Sunday, March 18, 2018

REVIEW / The Long Reach (PS4)

 

The Long Reach is a good example of the amazing amount of depth you can draw from 16-bit graphics and zero voice acting. Designed and crafted by Merge Games and Painted Black Games (from Ukraine and Russia, respectively), The Long Reach is a 2D adventure-thriller that tugs at your nerves with remarkable persistence for something so simple. “You don’t play in a post-apocalyptic world,” the press release intones, “or a fairy-filled fantasy world. You’re in the thick of it, just around the corner from where you buy your groceries.” Ah, groceries. Historically terrifying.

 

Simon’s Corner. Here, you are Calvin, and sane.

 

Most of the gameplay centers around collecting seemingly useless objects, scattered throughout the murky laboratory corridors where you’ll spend most of your time. The Long Reach challenges the player to think laterally, offering the most basic of objects – a coffee mug, or a rubber dog bone – and demanding that they find unusual uses for them in order to progress. These basic interactions comprise almost the entirety of The Long Reach‘s gameplay mechanics; you’ll also be having plenty of conversations with the various wacky individuals roaming the lab corridors with you, but if they’re not driving the plot these tend to serve the same function as those mundane objects.

As is always the way with puzzle games of this sort, frustration is never far from your thoughts. Fortunately, the limited size and scope of the environment means that no item is ever hidden for long, and the sense of satisfaction released upon understanding the point of the given item far outweighs the pain of the process. I’d make an argument for repetitiveness, particularly at one point where you will literally be required to repeat yourself, but a compelling narrative paired with the occasional unexpected passage of gameplay mostly counters this. The puzzles are challenging, and the logic, warped. But that, folks, is entirely the point.

 

Rubber dog bones. Great for… erm?

 

The Long Reach begins with a bang, in a grocery store  in New Hampshire. We’re in media res, watching horrified as something awful unfolds and seemingly ends our story where it begins. Then we jump backwards in time to the ominous laboratory basement where the majority of the game takes place. We’re in control of a different character, but still not in control of the situation; something has gone horrifically wrong, and the lab hallways have fallen silent. It’s our job to work out what the heck happened and, ultimately, to get the heck out of Dodge. There’s only one catch – nothing is quite as it seems.

The gameplay elements and narrative design here intertwine in spectacular fashion, egging each other on in a bid to confuse and disorient. That coffee mug I mentioned? It won’t be holding coffee. The rubber dog bone? Dropped by something that used to be a colleague. The Long Reach is a game that hopes to explore the complexities of insanity, and though its efforts are occasionally misguided the sense of spiraling chaos is unparalleled.

 

 

Sheesh, NSFW.

 

We’re exploring the definition of insane, but our points of reference are from the outset blurry and indistinct; you’ll often notice small details, changes in the world that signal another step down the sanity ladder for our protagonist. To give an example: the voice-activated elevators that are crucial to your movement begin to improvise their lines a little, straying from the usual “please state a floor” toward something altogether more euphemistic. Often the entire environment will shift nauseatingly, particularly when our protagonist is faced with unimpeded darkness; unable to maintain the balance of rationality and forced to think irrationally to succeed, our grip on sanity soon dwindles.

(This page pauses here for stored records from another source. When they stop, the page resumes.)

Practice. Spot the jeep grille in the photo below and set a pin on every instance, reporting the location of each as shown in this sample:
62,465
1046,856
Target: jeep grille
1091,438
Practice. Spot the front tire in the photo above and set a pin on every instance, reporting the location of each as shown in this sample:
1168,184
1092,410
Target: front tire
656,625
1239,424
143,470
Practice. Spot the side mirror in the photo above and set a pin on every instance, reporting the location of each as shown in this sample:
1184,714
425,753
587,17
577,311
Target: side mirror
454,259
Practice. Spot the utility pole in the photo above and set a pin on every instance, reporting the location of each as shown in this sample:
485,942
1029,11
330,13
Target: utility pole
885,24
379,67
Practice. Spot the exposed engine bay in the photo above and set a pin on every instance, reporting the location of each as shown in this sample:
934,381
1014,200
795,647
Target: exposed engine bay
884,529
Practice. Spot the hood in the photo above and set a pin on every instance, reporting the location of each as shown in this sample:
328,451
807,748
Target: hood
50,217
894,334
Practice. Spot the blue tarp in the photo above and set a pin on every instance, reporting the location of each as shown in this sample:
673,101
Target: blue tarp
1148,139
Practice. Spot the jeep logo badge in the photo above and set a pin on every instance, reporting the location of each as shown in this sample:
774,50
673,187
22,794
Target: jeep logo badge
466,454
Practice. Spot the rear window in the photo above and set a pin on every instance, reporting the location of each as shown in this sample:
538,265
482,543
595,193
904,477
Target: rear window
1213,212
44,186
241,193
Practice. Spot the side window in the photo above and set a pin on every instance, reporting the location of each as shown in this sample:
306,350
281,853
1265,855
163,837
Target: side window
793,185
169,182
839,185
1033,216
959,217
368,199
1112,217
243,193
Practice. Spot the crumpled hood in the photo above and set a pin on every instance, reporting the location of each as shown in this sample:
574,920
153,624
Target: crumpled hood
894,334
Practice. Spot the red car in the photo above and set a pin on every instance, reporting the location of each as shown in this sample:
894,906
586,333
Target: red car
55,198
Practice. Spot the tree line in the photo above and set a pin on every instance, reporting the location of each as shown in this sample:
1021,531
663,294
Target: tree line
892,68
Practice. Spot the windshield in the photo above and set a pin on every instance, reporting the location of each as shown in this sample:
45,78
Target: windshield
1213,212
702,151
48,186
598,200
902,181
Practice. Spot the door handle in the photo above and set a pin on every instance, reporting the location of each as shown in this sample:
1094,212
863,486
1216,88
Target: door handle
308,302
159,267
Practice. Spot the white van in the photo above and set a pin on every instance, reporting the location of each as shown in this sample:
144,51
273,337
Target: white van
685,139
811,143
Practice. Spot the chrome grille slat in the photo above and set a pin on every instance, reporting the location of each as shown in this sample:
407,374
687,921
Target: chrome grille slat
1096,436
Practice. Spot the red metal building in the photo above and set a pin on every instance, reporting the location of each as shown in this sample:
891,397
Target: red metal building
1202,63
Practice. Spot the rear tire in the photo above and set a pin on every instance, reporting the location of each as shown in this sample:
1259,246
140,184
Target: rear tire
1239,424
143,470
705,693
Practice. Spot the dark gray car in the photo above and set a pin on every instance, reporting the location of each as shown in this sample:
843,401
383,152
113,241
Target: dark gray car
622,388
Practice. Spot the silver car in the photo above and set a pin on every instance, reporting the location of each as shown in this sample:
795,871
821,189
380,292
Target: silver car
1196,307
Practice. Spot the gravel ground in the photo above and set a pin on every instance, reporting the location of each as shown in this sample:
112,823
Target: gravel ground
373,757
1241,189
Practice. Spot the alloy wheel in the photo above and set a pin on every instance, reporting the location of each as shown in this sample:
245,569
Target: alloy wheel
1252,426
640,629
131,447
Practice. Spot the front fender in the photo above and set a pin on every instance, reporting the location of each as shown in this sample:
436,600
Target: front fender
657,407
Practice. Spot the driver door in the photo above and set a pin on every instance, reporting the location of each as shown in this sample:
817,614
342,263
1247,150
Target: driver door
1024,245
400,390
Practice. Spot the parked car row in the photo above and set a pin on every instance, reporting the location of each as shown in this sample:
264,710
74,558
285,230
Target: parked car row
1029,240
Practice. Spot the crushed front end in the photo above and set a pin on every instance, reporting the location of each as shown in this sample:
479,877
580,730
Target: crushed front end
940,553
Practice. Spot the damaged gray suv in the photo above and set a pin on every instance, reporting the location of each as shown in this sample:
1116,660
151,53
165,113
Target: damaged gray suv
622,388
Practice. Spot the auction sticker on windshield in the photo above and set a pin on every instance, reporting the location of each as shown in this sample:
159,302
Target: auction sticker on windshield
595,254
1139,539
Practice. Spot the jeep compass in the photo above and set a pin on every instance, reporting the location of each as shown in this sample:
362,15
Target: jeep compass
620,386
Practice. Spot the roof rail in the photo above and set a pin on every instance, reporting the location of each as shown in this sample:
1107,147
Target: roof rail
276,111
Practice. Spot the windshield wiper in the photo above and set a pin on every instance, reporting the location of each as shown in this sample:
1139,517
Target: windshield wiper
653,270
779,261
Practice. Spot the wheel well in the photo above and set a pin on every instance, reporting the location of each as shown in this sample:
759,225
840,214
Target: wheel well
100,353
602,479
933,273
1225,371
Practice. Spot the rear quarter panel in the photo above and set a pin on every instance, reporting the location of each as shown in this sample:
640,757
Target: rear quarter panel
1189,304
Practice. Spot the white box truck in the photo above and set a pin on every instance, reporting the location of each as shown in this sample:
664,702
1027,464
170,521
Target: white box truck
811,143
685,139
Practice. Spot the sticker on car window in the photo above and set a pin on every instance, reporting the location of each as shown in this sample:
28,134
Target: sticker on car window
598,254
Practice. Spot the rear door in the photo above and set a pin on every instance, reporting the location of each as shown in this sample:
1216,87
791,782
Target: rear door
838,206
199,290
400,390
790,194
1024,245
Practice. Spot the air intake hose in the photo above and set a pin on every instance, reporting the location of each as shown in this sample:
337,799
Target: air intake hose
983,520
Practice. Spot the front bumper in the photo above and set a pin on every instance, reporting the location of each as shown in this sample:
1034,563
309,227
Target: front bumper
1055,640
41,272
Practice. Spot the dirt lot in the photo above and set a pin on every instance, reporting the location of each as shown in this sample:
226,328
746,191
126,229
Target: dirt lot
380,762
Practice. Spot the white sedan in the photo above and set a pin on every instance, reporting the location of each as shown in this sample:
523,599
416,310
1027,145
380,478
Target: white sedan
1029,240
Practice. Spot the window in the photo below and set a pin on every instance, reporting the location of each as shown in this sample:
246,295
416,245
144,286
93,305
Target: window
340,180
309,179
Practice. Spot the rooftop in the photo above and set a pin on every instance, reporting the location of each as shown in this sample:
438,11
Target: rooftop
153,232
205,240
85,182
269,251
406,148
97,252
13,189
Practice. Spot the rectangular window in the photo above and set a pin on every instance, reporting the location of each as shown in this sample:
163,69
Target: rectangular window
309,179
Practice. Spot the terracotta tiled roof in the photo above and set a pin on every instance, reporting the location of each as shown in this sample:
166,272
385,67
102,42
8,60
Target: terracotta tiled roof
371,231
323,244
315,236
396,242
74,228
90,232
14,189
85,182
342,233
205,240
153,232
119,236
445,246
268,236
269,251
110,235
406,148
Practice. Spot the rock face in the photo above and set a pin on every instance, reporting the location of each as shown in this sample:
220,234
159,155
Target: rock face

You’d expect a 16-bit pixel art design to hinder The Long Reach in telling such a dark story. And sure, some of the more gruesome scenes become more caricature than horrific. But pixel art is always gorgeous to behold (check out Kingdom if you don’t believe me) and the ever-changing design piles on the apprehension as you scour the pixelated hallways for tiny details and useful objects. The use of lighting is particularly effective, as are the exceptional transitions that mark our varying degree of sanity. I’ve never been scared to enter a pitch-black, pixel-art room before.

 

Grim.

 

If I’m being fussy, I’d say that perhaps the audio effects and background music occasionally detract from the immersion. Get stuck in an area, and the music soon becomes a repetitive clanging of eerie bells that’ll drive you as insane as your character (huh. In hindsight… perhaps that was intentional). That said, the music is often perfectly timed to cause a minor jump scare, and is usually an ethereal blend of synth and piano.

If you look carefully, you’ll see evidence of things that occurred without your actual presence; you’ll also spot some subtle changes – like the sexually aggressive elevators – that indicate your return from madness. These I particularly enjoyed. Often, what drives the insanity appears so ludicrous in the light of day that you can’t help but breath a sigh of relief. Your character will often be able to cut through the murk, as it were, and identify with reassuring clarity the world around him. A 3D printer, a coffee mug full of paint: these are the all-too-infrequent points of reference created by the environment in the hope of keeping the player disorientated.

 

Not bad at all.

 

The Long Reach is designed to unnerve, unseat, and unravel, and the very walls around you are constantly looking to alter your perception of what you thought was normal. Occasional cracks in the ambitious plot can be forgiven simply because the game is so damn enthralling; the question of sanity is posed resoundingly from start to finish, more than once in scenarios that make you wonder whether you ever actually left the metaphorical asylum. Like a blocky Shutter Island, the teasingly questionable nature of the protagonist’s own grip on his world makes for an unusual and refreshing gaming experience. My only real complaint is that it was over so quickly, though I suspect multiple playthroughs yield hidden results. There are also minor issues that need ironing out – one particularly annoying glitch that prevents the player from moving immediately after interacting with something – but I’m sure these things to be updated away in time.

Oh, and the word emphatic/ally was used accidentally in place of the word empathetic/ally a couple of times. But again, maybe that was intentional.

 

 

 

This review is based on a retail copy of the game provided by the publisher.